By default, no. OpenAI's documentation states the agent runs with network access turned off under workspace-write. You enable it explicitly by setting network_access = true in the [sandbox_workspace_write] table. Codex also exposes a network proxy with an allowlist-first model, where you mark specific domains allow or deny, plus local-binding controls that block loopback and private addresses unless you opt in. For a fleet, the governance decision is not just on/off - it is which repos may turn network on at all, and whether outbound traffic is narrowed to a known set of domains rather than open egress.
How do enterprise admins enforce Codex settings across many machines?

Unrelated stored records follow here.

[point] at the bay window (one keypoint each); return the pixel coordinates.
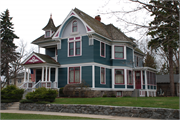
(74, 75)
(103, 75)
(119, 76)
(119, 52)
(74, 46)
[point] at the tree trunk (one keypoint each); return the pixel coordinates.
(171, 74)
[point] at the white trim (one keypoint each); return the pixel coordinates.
(125, 78)
(30, 57)
(104, 76)
(69, 16)
(112, 71)
(141, 79)
(93, 76)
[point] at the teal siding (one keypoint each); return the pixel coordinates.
(119, 86)
(62, 77)
(52, 74)
(87, 53)
(130, 86)
(98, 58)
(87, 75)
(128, 62)
(50, 52)
(97, 78)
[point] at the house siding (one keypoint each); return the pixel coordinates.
(62, 77)
(87, 75)
(98, 78)
(87, 53)
(50, 52)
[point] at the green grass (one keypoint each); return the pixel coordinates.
(155, 102)
(35, 116)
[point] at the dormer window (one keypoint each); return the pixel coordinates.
(74, 26)
(47, 34)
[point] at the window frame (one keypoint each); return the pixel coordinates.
(118, 95)
(115, 77)
(46, 33)
(74, 40)
(74, 26)
(104, 49)
(118, 52)
(128, 77)
(104, 74)
(74, 75)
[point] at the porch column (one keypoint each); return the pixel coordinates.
(56, 75)
(46, 73)
(141, 79)
(113, 78)
(28, 78)
(25, 75)
(42, 74)
(93, 77)
(125, 73)
(49, 73)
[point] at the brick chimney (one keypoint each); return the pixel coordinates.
(98, 18)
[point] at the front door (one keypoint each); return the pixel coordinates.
(138, 79)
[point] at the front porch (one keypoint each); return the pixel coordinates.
(43, 70)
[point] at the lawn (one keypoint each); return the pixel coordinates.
(35, 116)
(155, 102)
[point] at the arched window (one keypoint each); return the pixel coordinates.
(74, 26)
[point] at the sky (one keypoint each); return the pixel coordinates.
(30, 16)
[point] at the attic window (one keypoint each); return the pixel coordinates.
(47, 33)
(74, 26)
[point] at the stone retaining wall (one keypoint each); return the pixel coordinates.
(156, 113)
(4, 106)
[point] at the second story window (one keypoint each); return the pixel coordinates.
(119, 52)
(102, 49)
(74, 46)
(47, 34)
(74, 26)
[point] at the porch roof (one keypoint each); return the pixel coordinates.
(37, 58)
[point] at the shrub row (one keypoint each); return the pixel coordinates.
(42, 94)
(11, 94)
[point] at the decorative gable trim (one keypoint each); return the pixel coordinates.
(70, 15)
(33, 58)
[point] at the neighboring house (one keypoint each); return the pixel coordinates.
(19, 80)
(82, 48)
(163, 85)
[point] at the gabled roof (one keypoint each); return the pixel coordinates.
(165, 78)
(41, 58)
(50, 25)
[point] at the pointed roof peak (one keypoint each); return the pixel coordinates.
(50, 25)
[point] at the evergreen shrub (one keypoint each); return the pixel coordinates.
(42, 94)
(11, 93)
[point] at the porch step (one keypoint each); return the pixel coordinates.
(15, 106)
(135, 93)
(24, 95)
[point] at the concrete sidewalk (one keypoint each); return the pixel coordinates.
(75, 115)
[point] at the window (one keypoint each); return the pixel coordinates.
(19, 80)
(74, 26)
(129, 77)
(119, 52)
(119, 76)
(102, 49)
(74, 46)
(118, 94)
(74, 75)
(103, 76)
(47, 33)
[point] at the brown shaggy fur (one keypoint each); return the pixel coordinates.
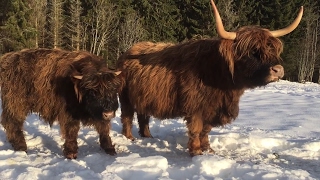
(68, 87)
(201, 80)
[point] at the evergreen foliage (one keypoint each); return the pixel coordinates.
(151, 20)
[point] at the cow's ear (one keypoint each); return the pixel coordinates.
(117, 73)
(76, 85)
(78, 77)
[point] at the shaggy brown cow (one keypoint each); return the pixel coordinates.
(68, 87)
(200, 80)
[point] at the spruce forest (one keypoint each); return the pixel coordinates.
(109, 27)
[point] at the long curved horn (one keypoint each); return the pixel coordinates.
(219, 25)
(290, 28)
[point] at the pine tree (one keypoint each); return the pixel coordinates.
(15, 30)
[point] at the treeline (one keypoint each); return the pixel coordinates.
(109, 27)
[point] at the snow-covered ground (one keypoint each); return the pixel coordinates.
(276, 136)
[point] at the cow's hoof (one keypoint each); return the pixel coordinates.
(208, 150)
(195, 152)
(71, 155)
(20, 147)
(145, 134)
(110, 151)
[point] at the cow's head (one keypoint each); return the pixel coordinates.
(98, 93)
(253, 52)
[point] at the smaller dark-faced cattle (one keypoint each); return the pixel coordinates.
(67, 87)
(200, 80)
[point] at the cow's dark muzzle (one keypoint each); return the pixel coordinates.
(107, 115)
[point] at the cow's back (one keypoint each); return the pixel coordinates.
(28, 81)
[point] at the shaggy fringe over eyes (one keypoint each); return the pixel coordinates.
(250, 40)
(257, 40)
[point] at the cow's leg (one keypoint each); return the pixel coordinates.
(127, 113)
(143, 121)
(195, 126)
(13, 127)
(103, 128)
(204, 138)
(70, 131)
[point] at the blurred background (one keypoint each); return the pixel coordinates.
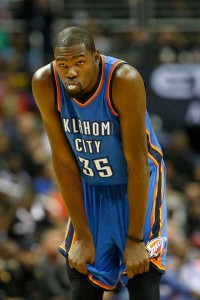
(161, 38)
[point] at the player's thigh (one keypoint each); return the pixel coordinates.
(81, 289)
(145, 286)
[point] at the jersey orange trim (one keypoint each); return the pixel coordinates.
(108, 88)
(57, 86)
(157, 263)
(155, 191)
(152, 145)
(106, 287)
(97, 90)
(74, 239)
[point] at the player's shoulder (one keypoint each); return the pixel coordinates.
(127, 72)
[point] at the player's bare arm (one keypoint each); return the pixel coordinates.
(66, 169)
(129, 98)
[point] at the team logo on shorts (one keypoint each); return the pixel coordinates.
(156, 246)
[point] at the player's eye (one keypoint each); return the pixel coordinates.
(62, 65)
(81, 62)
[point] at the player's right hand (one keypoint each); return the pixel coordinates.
(82, 252)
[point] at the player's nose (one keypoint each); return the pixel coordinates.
(71, 73)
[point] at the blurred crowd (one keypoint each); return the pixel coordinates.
(33, 215)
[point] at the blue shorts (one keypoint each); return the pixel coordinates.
(107, 213)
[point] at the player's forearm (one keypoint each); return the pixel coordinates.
(138, 182)
(71, 190)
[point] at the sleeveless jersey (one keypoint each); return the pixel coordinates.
(94, 133)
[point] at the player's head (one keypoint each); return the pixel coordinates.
(73, 36)
(77, 60)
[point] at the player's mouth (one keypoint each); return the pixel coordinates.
(72, 85)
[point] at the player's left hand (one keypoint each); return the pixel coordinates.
(136, 258)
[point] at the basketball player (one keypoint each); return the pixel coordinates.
(109, 166)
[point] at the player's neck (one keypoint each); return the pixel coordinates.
(91, 93)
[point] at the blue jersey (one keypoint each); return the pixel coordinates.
(93, 130)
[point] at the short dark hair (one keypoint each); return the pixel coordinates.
(74, 36)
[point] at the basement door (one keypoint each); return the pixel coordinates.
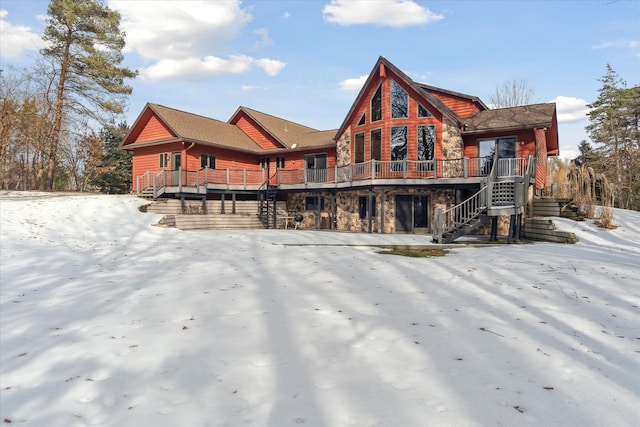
(411, 213)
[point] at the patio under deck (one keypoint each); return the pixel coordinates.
(368, 174)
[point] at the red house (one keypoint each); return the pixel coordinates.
(408, 157)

OpenAI ships managed configuration through requirements.toml, an admin-enforced file that constrains security-sensitive settings - allowed approval policies, allowed sandbox modes, permission profiles, web search mode, managed hooks, and optionally which MCP servers users may enable. It reaches devices three ways in precedence order: cloud-managed requirements fetched from the Codex service, macOS MDM keys under the com.openai.codex domain, and a system file at /etc/codex/requirements.toml or the Windows ProgramData path. Requirements set values users cannot override; managed defaults set starting values they can. You can target different requirements at different user groups, where the first matching rule applies.
Does Codex protect my secrets automatically?
No. The sandbox constrains filesystem and network reach, but secrets typically enter an agent through environment variables and config files inside the workspace it is allowed to read. OpenAI's managed configuration lets you set deny_read glob patterns under filesystem permissions to keep specific credential paths out of reach, which you should do for .env, cloud credential files, and key material. Beyond that, redaction has to happen on the endpoint before metadata leaves it. Anomity collects metadata only and redacts secrets on-endpoint, so the audit trail records that a tool touched a credential path without exfiltrating the value itself.
What does requirements.toml NOT give me?
It enforces what is allowed, not what happened. requirements.toml can guarantee that no machine runs danger-full-access and that network stays off on a given group, but it does not produce a fleet-wide inventory of which developers run Codex, which MCP servers and skills they have loaded, or a queryable record of the actual tool calls each agent made. Configuration is a floor; it is not visibility or an audit trail. That runtime and inventory layer is exactly the gap Anomity fills, complementing - not replacing - the policy controls OpenAI provides.
How does a Codex rollout interact with MCP servers and skills?
Codex can load MCP servers, custom skills, plugins, and hooks, and each is a separate trust decision. OpenAi's managed configuration lets admins allowlist MCP servers by matching on the launch command for stdio servers or the url for HTTP servers, and constrain managed hooks through a managed_dir. The risk is drift: a developer adds an MCP server or skill that was never reviewed, and nothing surfaces it centrally. Treat MCP servers and skills as first-class inventory items in your rollout, not afterthoughts, and reconcile what is actually loaded on endpoints against what your allowlist permits.